The mind is the TV – and the TV-thief
Suppose a person is watching TV, and a thief sneaks into the house and starts carrying the TV away. However, the person is so engrossed that he follows the thief not to stop the robbery but to keep watching the TV.
Such a farcical robbery happens in our inner world, wherein the mind acts as both the TV and the TV-thief. The Bhagavad-gita (15.09) indicates that the mind is the central integrator of the inputs from the various senses. The mind acts like a TV that plays out various thoughts, fantasies and worries triggered by the sensory inputs. The movie displayed by the mind can be so captivating that we get completely lost in it, forgetting who we are and what we are supposed to do.
Thereafter, the mind acts like the TV-thief – it leads our consciousness away in various unproductive or unworthy directions. And it misleads our consciousness so subtly that we frequently don’t even realize we are being distracted. Thus, the mind is like a hi-tech thief who rigs the TV so that it broadcasts a captivating program, ensuring that we remain oblivious to the robbery.
If we could just stop watching the TV for a few moments, that break would break the TV’s spell – and we would immediately stop the robbery.
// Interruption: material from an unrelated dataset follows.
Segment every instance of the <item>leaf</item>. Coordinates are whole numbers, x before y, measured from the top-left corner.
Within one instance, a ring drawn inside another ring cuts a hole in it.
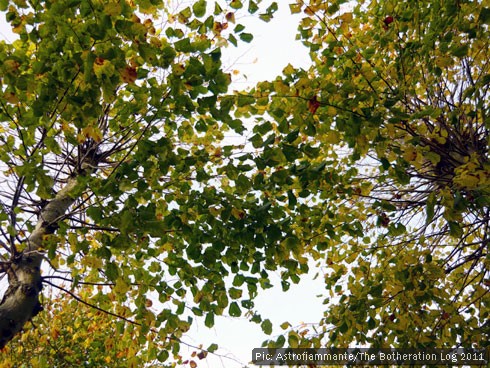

Similarly, if we could just stop being captivated by the mind for even a few moments, that break would break the mind’s spell – and we would stop it from carrying away our consciousness.
The most empowering ways to counter the mind’s spell are scriptural study and meditation. Scriptural study reminds us intellectually that we are different from the mind. And meditation reinforces those intellectual reminders through experiential confirmations – by meditating, we gain access to higher, spiritual realities so fulfilling that they make the mind’s allurements resistible.